Ceretis Paribus is a Latin term commonly used in economics meaning “all things being equal”. In the Vocational nationally recognised training system where training is delivered from national training packages, one would expect this term to apply to the system. However in the VET (Vocational Education and Training) system all things are not equal. Currently, each state has its own VET regulator applying different auditing standards to their state providers. I was speaking recently with a large training provider that operates in multiple states. They outlined the auditing process they had been though in two states where they deliver the same course from the National training package. To their dismay, they were required to change areas of their compliance and delivery in one state but given a tick of approval in the other. Consequentially, this bring into question the whole notion of national training, why is their delivery accepted, even commended in one state while being found wanting in another? Furthermore, it devalues the qualification in the eyes of business and industry and reduces worker mobility between states. This is concerning as VET is a keymechanism used to train the workforce.
Emeritus Professor Denise Bradley in her review of the tertiary education system recommended a truly national system with the establishment of a single national body to regulate both the VET and Higher Education sector. After consideration of the recommendations and seeking feed back from stake holders, the Federal Government, through COAG decided to establish a National VET regulator and a separate higher education regulator. This is understandable considering the disparity in the approach and delivery of VET as apposed to Higher Education. However, this does raise some concerns for dual sector providers. A National VET regulator will ensure a consistent approach to VET is taken by auditors no matter what state the provider delivers in and also ensuring providers know what they have to comply with.

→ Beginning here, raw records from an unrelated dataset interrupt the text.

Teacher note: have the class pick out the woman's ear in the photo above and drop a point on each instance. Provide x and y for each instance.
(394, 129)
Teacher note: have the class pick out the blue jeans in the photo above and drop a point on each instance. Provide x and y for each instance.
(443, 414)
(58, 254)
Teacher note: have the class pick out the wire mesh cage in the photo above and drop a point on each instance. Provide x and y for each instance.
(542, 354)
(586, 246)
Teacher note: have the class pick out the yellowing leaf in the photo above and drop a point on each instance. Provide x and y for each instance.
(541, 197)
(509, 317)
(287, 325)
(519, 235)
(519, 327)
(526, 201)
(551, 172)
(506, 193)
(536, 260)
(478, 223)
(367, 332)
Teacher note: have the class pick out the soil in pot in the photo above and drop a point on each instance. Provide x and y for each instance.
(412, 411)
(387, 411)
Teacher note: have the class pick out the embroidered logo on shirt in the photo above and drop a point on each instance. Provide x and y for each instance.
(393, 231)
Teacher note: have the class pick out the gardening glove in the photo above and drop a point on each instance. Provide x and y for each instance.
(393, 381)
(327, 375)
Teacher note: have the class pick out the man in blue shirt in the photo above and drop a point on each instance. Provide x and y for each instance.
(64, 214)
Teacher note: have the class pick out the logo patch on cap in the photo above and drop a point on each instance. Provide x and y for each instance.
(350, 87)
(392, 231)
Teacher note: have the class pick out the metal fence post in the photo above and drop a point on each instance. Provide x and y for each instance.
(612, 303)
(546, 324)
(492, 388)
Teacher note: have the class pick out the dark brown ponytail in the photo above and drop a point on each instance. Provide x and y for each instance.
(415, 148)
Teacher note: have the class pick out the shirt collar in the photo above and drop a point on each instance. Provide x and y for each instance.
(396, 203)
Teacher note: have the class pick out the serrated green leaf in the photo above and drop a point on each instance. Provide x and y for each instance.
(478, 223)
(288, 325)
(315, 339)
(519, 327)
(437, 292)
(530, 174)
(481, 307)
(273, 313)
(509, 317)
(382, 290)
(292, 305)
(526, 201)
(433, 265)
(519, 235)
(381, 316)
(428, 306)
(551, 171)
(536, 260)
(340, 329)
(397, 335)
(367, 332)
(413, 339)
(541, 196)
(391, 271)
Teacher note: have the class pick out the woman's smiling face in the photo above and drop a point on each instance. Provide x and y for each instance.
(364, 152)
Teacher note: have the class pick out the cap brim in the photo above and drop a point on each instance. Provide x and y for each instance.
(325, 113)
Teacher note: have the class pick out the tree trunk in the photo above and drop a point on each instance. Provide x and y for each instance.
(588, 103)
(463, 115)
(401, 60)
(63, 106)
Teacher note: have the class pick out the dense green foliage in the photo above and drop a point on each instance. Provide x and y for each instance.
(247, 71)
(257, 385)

Currently, the legislation has been referred to a Senate committee and worryingly both Victoria and Western Australia have objected to handing all their auditing powers over to the Commonwealth. The objection lies with these states wanting to retain the right to audit their public providers and not subject them to the national audit process, while mirroring the National legislation. The question that must be asked is how we can have a truly national system when some providers are subject to different auditing regulators than others. Furthermore, why should the public provider be treated differently and how can quality be assured?

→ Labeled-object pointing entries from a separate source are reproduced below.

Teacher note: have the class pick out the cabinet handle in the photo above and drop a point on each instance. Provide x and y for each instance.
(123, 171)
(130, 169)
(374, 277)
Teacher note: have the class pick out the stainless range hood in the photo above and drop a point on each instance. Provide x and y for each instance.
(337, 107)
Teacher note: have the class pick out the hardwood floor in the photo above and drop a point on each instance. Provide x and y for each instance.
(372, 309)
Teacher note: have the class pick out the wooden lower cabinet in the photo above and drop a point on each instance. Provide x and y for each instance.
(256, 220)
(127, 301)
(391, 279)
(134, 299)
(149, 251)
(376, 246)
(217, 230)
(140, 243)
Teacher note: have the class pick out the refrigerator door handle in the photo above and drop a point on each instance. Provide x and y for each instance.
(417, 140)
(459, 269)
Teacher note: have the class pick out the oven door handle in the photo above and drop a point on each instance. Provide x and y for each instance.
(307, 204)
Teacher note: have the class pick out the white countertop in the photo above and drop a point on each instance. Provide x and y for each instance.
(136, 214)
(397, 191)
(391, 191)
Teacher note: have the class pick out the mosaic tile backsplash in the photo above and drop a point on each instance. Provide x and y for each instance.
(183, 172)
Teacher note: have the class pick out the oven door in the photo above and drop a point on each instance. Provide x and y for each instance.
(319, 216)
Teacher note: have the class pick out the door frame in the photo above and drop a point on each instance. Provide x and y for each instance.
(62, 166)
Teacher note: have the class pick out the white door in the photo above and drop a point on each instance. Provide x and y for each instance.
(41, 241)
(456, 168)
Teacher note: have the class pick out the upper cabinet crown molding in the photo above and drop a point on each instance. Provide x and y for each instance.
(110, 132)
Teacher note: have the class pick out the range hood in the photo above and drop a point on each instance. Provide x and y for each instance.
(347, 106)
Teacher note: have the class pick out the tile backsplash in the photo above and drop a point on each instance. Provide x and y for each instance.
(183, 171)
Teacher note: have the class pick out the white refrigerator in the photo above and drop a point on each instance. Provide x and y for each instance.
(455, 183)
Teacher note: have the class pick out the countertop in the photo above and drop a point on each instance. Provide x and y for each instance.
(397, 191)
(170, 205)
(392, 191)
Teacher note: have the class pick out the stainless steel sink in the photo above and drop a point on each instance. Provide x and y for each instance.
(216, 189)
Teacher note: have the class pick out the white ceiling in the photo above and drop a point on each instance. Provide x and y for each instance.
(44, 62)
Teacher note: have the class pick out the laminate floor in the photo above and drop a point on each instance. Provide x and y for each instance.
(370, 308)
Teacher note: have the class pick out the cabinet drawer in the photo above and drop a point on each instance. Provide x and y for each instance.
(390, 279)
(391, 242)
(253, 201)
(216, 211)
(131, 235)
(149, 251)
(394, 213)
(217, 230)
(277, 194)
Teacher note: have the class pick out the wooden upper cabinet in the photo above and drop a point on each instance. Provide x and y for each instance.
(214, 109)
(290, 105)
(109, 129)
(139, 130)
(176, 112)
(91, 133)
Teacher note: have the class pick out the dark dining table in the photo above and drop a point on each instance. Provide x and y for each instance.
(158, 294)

New South Wales has agreed to hand over all auditing powers to the new National Regulator ensuring single standards are applied to all state providers. This ensures quality in the system; VET is one of the keys to increasing national workforce productivity and participation. A truly national approach to VET regulation will further increase the value of a VET qualification, increase worker mobility and assist in increasing national output. Once the national regulator assumes control of auditing, with all states deferring all their auditing powers, we can truly say that Ceretis Paribus applies to the VET system to all our benefit.